Jed Reilly

Personal information
- Full name: Gerard Reilly
- Date of birth: 17 December 1951 (age 73)
- Position: Goalkeeper

Senior career*
- Years: Team / Apps / (Gls)
- ?–1969: Broughty Athletic
- 1969–1970: Dundee United / 0 / (0)
- 1970: Broughty Athletic
- 1970–1971: Montrose / 17 / (0)
- 1971: Forfar Athletic / 10 / (0)
- 1971–1973: Inverness Thistle
- 1973–1974: Brechin City / 26 / (0)
- 1974–1975: Dundee North End
- 1975-1976: Inverness Thistle
- 1976–1978: Dundee North End
- 1978–1979: Brechin City / 9 / (0)
- 1979–?: Lochee United

= Jed Reilly =

Scottish footballer

Gerard Reilly is a Scottish former footballer who played as a goalkeeper.

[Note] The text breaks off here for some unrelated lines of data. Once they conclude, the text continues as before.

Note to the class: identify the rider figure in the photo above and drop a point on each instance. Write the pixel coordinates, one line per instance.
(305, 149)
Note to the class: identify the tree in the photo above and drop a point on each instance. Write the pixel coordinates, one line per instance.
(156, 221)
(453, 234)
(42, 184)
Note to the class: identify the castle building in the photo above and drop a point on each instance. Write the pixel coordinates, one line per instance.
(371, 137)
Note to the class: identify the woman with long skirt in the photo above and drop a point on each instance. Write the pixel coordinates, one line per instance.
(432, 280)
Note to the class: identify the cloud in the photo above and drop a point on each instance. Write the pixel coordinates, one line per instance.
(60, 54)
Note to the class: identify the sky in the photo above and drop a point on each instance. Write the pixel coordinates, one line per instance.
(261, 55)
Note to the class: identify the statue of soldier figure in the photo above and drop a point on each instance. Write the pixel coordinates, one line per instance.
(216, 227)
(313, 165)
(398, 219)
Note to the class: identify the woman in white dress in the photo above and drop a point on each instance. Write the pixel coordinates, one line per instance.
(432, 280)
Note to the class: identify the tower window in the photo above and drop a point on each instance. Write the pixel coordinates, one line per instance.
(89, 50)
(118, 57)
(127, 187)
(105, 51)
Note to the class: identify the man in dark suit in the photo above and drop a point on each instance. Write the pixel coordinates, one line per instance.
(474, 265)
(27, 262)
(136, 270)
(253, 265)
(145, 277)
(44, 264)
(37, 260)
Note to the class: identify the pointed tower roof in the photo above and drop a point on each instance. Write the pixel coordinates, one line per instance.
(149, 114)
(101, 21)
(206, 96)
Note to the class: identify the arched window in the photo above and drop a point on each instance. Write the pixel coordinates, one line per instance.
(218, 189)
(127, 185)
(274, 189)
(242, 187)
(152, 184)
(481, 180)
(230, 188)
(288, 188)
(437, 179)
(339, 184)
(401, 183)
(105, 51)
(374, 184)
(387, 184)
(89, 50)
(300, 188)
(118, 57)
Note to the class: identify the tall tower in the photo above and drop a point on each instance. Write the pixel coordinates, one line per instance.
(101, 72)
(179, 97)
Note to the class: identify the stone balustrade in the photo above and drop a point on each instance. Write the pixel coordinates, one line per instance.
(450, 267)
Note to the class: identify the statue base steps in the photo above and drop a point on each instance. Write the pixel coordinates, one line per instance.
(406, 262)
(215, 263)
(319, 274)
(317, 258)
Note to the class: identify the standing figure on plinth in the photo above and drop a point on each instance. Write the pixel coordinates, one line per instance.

Reilly grew up in St Marys, Dundee. He played junior football with Broughty Athletic before joining Dundee United in August 1969. He was immediately called up to play for the reserve team as cover for Hamish McAlpine, who had a long-term injury. On 15 September 1969, Reilly was named as a substitute for Dundee United's Inter-Cities Fairs Cup tie against Newcastle United. Aged 16 and having never even watched the first team play before, Reilly made his senior debut after 72 minutes of the match, replacing the injured Donald Mackay. This proved to be his only first team appearance for the club, and he was released in May 1970 following McAlpine's return to fitness.

After a brief spell back at Broughty Athletic, Reilly joined Montrose, making his Scottish Football League (SFL) debut against Clydebank on 12 September 1970. He then began the 1971–72 season with Forfar Athletic before joining Inverness Thistle, where he twice won the Highland League title. He then returned to the SFL with Brechin City and also played in junior football with Dundee North End before rejoining Inverness Thistle in 1975.

Reilly was released by Inverness Thistle in 1976 and returned to Dundee North End. He was named as substitute goalkeeper for the Scotland junior representative team to play a Republic of Ireland XI in September 1977. He had another spell with Brechin, as second-choice goalkeeper, during 1978–79 before being released at the season's end. He once again returned to junior football in Dundee, joining Lochee United.